To the Editor,
After reading John Howell’s This Side Up column last week, in which he described having breakfast with his daughter in Jackson, Wyoming, and meeting someone at the next table …
To the Editor,
After reading John Howell’s This Side Up column last week, in which he described having breakfast with his daughter in Jackson, Wyoming, and meeting someone at the next table who was from Warwick, I was reminded of an event from years ago that convinced me the world—not just Rhode Island—is very small indeed.

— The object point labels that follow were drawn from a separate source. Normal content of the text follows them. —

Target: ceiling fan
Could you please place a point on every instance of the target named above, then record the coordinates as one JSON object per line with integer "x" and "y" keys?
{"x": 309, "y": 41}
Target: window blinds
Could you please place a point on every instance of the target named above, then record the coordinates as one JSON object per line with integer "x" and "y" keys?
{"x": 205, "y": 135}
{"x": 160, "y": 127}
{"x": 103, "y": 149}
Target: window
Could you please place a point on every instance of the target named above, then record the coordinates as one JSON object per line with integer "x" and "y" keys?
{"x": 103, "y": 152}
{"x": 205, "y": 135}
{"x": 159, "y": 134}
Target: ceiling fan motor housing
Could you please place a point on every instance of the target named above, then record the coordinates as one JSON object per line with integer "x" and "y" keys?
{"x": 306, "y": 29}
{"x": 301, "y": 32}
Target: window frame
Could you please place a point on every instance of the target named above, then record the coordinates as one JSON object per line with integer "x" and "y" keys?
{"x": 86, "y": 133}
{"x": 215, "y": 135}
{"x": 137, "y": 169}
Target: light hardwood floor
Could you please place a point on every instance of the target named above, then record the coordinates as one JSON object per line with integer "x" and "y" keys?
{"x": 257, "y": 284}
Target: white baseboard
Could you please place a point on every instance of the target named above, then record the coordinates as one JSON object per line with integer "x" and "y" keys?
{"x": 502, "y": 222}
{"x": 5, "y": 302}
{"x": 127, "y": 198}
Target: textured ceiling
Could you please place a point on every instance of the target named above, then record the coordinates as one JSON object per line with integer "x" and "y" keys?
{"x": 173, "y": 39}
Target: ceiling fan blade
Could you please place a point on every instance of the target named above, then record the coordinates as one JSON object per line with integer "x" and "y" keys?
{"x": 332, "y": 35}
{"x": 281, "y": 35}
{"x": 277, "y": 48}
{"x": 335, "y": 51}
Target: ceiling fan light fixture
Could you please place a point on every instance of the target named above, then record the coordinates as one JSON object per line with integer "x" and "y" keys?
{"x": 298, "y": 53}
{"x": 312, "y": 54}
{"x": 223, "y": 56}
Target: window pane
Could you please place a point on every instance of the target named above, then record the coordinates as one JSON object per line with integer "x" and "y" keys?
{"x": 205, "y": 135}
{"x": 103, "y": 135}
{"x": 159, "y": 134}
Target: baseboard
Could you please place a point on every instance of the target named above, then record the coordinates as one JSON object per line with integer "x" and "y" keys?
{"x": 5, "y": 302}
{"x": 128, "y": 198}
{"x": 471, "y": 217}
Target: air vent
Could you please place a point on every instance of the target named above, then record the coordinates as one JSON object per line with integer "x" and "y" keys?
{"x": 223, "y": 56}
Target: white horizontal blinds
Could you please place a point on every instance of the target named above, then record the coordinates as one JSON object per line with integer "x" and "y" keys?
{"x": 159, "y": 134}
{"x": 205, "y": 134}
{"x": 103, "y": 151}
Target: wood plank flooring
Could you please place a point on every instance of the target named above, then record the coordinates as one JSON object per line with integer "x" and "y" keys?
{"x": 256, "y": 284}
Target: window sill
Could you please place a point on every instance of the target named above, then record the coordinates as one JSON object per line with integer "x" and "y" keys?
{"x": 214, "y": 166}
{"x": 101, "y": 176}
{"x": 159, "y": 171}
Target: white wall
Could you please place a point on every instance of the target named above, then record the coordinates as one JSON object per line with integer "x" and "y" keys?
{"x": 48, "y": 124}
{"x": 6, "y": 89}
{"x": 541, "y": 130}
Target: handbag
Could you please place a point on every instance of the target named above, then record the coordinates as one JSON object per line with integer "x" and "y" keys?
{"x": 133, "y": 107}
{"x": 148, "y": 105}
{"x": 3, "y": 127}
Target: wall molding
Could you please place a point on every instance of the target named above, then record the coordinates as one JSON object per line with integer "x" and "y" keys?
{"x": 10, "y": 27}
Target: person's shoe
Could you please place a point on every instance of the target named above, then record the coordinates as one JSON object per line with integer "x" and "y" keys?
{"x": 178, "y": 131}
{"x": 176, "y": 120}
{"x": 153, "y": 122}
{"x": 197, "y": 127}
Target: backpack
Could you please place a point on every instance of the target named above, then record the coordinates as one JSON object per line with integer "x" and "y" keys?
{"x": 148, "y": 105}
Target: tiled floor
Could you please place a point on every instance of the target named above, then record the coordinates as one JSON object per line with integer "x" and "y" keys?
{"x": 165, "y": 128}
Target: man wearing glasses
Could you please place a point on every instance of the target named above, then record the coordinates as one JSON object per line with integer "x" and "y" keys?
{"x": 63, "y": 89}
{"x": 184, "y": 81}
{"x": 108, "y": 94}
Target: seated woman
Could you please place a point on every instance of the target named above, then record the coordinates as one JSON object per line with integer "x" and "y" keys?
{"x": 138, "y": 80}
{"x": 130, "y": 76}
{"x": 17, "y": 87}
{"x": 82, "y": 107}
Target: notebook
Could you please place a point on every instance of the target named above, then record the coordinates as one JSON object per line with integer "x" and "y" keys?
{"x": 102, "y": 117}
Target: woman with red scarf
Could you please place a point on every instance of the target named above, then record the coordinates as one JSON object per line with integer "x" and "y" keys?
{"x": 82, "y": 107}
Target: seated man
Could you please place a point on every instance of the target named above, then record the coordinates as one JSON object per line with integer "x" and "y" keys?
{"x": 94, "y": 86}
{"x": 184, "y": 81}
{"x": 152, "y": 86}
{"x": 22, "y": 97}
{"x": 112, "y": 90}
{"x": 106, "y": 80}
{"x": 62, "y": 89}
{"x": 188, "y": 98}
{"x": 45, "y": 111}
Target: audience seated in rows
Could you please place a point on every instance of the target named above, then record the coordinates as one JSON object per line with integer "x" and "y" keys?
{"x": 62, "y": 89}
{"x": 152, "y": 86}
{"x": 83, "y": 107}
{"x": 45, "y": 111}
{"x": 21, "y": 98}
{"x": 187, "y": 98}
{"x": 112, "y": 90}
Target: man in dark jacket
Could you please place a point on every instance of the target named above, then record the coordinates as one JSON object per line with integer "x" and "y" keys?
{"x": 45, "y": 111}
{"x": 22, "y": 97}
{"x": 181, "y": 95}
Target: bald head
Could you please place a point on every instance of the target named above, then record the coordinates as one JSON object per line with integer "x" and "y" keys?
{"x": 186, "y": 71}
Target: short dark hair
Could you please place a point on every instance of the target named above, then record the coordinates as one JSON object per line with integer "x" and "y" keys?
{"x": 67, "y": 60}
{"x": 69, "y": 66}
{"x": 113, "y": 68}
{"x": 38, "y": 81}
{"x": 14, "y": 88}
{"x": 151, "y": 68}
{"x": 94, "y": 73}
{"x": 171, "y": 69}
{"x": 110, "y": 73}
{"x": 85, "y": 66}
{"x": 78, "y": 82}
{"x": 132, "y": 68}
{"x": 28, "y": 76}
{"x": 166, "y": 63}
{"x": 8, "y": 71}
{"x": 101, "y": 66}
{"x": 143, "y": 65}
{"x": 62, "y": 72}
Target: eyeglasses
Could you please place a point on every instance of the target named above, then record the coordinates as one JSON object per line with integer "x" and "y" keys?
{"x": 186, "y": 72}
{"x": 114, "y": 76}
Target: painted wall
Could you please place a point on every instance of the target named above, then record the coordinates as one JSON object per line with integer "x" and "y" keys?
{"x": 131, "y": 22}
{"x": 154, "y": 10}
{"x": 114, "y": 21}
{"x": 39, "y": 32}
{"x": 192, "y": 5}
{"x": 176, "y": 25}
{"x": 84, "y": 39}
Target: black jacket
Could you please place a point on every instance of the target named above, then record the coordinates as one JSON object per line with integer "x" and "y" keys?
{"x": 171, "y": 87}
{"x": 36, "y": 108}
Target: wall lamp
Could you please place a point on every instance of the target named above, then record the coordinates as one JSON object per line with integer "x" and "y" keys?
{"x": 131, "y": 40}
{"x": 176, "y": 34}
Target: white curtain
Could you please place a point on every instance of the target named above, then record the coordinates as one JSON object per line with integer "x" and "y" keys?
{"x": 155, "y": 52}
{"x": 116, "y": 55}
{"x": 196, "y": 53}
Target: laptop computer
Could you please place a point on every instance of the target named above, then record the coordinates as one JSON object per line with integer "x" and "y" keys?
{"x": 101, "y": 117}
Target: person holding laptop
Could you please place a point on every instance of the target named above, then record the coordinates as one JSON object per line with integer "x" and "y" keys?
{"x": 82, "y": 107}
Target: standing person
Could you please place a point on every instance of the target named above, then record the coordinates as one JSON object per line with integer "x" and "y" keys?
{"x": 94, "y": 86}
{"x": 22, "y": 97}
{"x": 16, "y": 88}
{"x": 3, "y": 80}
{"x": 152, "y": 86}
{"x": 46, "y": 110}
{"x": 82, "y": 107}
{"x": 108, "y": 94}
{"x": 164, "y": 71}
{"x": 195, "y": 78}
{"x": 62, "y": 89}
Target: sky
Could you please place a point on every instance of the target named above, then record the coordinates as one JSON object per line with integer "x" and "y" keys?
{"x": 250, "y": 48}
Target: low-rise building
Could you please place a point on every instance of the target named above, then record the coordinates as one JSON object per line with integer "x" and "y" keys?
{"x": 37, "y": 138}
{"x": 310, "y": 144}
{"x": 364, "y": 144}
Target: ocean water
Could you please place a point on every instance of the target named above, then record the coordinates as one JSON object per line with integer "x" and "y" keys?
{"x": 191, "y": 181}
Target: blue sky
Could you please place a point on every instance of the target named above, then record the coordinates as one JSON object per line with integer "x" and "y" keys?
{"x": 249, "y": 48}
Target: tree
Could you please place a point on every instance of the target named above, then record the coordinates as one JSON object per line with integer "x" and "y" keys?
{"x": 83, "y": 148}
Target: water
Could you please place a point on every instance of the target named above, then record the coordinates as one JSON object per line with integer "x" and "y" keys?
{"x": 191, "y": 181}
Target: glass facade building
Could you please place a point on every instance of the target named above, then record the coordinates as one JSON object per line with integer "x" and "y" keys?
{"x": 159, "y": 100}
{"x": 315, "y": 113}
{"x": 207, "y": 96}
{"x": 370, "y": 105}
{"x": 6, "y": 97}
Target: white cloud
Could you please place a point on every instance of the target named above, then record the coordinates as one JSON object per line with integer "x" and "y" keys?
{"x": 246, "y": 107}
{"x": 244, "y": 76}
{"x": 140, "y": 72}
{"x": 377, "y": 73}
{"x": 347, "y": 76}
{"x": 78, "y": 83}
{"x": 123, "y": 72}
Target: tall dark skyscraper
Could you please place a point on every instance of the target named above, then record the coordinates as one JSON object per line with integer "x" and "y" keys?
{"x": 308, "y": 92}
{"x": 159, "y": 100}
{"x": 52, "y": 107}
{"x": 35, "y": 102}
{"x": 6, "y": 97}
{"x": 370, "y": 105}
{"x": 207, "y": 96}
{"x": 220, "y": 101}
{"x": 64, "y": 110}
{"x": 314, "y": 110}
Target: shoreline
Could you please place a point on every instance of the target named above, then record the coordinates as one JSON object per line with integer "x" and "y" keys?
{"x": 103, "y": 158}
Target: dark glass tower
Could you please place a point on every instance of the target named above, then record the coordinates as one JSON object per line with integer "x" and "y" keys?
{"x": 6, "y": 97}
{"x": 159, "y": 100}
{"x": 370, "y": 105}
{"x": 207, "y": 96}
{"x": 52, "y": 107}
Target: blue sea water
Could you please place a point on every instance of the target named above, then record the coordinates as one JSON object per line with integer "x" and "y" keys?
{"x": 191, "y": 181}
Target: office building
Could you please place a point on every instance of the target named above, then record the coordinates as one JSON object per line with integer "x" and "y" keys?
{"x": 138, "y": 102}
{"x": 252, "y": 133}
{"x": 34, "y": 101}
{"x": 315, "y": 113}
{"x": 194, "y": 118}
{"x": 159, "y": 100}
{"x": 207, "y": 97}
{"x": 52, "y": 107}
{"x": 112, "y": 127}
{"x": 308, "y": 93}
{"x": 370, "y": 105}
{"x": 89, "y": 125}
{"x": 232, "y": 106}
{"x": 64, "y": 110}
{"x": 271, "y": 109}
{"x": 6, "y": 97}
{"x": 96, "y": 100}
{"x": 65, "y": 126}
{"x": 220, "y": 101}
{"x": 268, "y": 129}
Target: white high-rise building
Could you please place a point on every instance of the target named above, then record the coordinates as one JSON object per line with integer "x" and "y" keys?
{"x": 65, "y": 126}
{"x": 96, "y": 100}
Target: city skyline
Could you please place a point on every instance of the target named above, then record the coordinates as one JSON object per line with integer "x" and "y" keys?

Background: As a National Guardsman back in 1990 and working at Sikorsky Aircraft Corporation in Connecticut, I was mobilized for the Persian Gulf War. I had a very good friend at Sikorsky who was the personal assistant to the president of the corporation and traveled with him frequently to Europe.
By early 1991, I was in Saudi Arabia just south of the Iraqi border getting ready to accompany the First Infantry Division (The Big Red One) into Iraq to meet the vaunted Iraqi Republican Guard Tank Corps. Another battalion was going to replace mine in northern Saudi Arabia when we crossed into Iraq. As my battalion‘s operations officer, I figuring we would capture hundred or thousands of Iraqi prisoners; thus, I wanted to build a POW camp near the border so my battalion could send prisoners back quickly and move on north with the fighting.
I located an engineer battalion a few miles away in northern Saudi Arabia and got them to build the POW camp for me. Two young lieutenants were assigned to oversee the construction and I got to know them fairly well during the week or so it took to construct the camp. Shortly after the camp was finished, my battalion moved north when the ground war began. (Sure enough, we sent back thousands of POWs.)
Fast forward: When I got back from the war in the summer of 1991, I met my Sikorsky friend for a drink. He related to me that he had been at an airport bar at Orly Airport in Paris awaiting a flight back to the U.S. a few weeks after the war was over. Two young guys came in and sat at the bar next to him. They struck up a conversation and told my friend that they were soldiers on their way back to the states from Saudi Arabia. My friend told them that he had a friend who had been in Saudi Arabia and was still in Iraq with the Army. With over a quarter million U.S. military in the Middle East for the war, my friend doubted they had come across me. Much to his astonishment, when he mentioned my name, one of the young officers exclaimed, “You mean Major Barham? We built a POW camp for him.”
Who would have thought? That 6,000 miles from Saudi Arabia and almost 4,000 miles from Rhode Island, and in the middle of a huge European city, my friend would randomly run into a couple of people who knew me?
Yeah! It’s not just Rhode Island that is small, the whole world is.